Data Analytics

Professors Christos Doulkeridis
Konstantinos Moutselos
Course category Core
Course ID DS-529
Credits 5
Lecture hours 3 hours
Lab hours 2 hours
Digital resources View on Aristarchus (Open e-Class)

Learning Outcomes

In this course, methods and techniques for data analysis are taught: visualization methods for data exploration, data modeling, data mining, and applications of data analysis and use of data. The aim of the course is to familiarize students with the concept of data analysis, and to obtain skills in management and analysis of data sets in real-life applications.

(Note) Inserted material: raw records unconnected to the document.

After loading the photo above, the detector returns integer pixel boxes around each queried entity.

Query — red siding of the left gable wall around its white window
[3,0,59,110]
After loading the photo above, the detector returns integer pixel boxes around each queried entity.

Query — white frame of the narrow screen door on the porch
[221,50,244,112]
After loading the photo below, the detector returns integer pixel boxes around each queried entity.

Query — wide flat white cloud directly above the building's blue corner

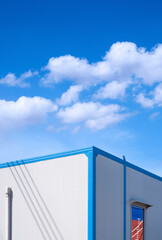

Upon successful completion of the course, the students will be in position:

  • to understand the basic concepts of data analytics
  • to use tools and techniques for exploratory data analysis
  • to understand the properties and characteristics of a given data set
  • to solve practical problems of data analysis using real data sets
  • to model problems concerning data analysis and use the model for drawing conclusions for any given data set
  • to apply predictive models and algorithms on data sets

Course Contents

  • Introduction to data analysis: data, data types, data quality, data preprocessing, similarity measures, similarity of multidimensional data, string similarity, similarity between sets and lists, text similarity.
  • Univariate and bivariate analysis: visualization, histograms, cumulative distribution function, elements of descriptive statistics, measures of position and spread, correlation, alternative mapping techniques using plots.
  • Time-series analysis: trend, seasonality, noise, smoothing methods, moving averages, autocorrelation function, analyzing time-series in practice.
  • Introduction to predictive modeling: feature selection, entropy, information gain, decision trees.
  • Model fitting: linear models, linear regression, logistic regression, support vector machines. K-nn classification, Bayes classification
  • Overfitting and model evaluation: classification algorithms, training, testing, evaluation, the problem of overfitting, fitting graph, holdout data, crossvalidation, learning graph, evaluation metrics.
  • The problem of clustering, pre-processing and post-processing, clustering methods, center-seekers, tree builders, neighborhood growers.
  • Association analysis: frequent itemsets, the Apriori algorithm, association rules, maximal frequent itemsets.
  • Principal component analysis (PCA), the problem of finding important attributes, feature selection methods, application of PCA in practice.
  • Probability theory and statistics: Binomial distribution and Bernoulli trials, the significance of the Normal distribution, Central Limit Theorem, power-law distributions, construction method for generator of random data distributions.
  • Anomaly detection: typical problems, characteristics of anomaly detection methods, proximity-based approaches, density-based approaches, clustering-based approaches, evaluation of anomaly detection methods.

Recommended Readings

  • Mohammed J. Zaki, Wagner Meira Jr. (2014): Data Mining and Analysis: Fundamental Concepts and Algorithms. Cambridge University Press.
  • Jure Leskovec, Anand Rajaraman, Jeff Ullman (2014): Mining of Massive Datasets. Cambridge University Press, 2nd edition.
  • Pang-Ning Tan, Michael Steinbach, Anuj Karpatne, Vipin Kumar (2016): Introduction to Data Mining, Publisher: Pearson.
  • Philipp K. Janert (2011): Data Analysis with Open Source Tools, O’Reilly Press.